If It Ain't Broke, Don't Fix It: Ancient Computers in Use Today

Last fall, I attended the Computer History Museum’s exhibition of the IBM 1401 and peripherals, including the IBM 026 punch card machine.

Back in 2012, PC World wrote a feature about ancient computers still in use, including a company in Texas that’s been using the related IBM 029 to enter data into their accounting system.

Sparkler Filters of Conroe, Texas, prides itself on being a leader in the world of chemical process filtration.
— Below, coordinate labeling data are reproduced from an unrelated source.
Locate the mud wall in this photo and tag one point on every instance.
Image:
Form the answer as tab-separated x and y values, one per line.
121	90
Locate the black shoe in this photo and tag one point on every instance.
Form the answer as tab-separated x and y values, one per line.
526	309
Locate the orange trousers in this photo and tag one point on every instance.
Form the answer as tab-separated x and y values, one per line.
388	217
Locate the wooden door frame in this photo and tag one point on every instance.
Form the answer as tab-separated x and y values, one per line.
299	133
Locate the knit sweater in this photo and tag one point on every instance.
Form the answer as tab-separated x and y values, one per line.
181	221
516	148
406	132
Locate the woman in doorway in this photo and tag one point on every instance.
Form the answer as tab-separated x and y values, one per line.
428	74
If you buy an automatic nutsche filter from them, though, they’ll enter your transaction on a “computer” that dates from 1948.

Sparkler’s IBM 402 is not a traditional computer, but an automated electromechanical tabulator that can be programmed (or more accurately, wired) to print out certain results based on values encoded into stacks of 80-column Hollerith-type punched cards….
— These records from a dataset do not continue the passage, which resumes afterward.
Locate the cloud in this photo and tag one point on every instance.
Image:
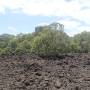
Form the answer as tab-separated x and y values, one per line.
12	30
77	10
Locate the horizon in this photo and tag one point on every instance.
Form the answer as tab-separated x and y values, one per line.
22	16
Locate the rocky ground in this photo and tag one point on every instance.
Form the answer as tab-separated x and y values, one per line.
67	72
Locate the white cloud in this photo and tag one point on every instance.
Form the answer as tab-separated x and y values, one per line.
12	30
77	9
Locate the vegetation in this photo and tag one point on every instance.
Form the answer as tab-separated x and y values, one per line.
46	40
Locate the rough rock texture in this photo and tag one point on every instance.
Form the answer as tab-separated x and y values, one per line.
69	72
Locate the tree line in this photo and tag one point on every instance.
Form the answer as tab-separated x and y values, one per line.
45	40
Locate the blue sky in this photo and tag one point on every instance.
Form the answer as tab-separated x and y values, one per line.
22	16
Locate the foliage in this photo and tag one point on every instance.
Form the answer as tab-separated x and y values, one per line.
46	40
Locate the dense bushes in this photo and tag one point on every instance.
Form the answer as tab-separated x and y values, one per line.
46	40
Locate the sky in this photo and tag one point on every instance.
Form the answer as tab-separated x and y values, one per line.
22	16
Of course, before the data goes into the 402, it must first be encoded into stacks of cards. A large IBM 029 key-punch machine–which resembles a monstrous typewriter built into a desk–handles that task.

Carl Kracklauer, whose father founded Sparkler Filters in 1927, usually types the data onto the punch cards. The company sticks with the 402 because it’s a known entity: Staffers know how to use it, and they have over 60 years of company accounting records formatted for the device.

Pretty incredible such an old machine is still in active use (or was, a few years ago).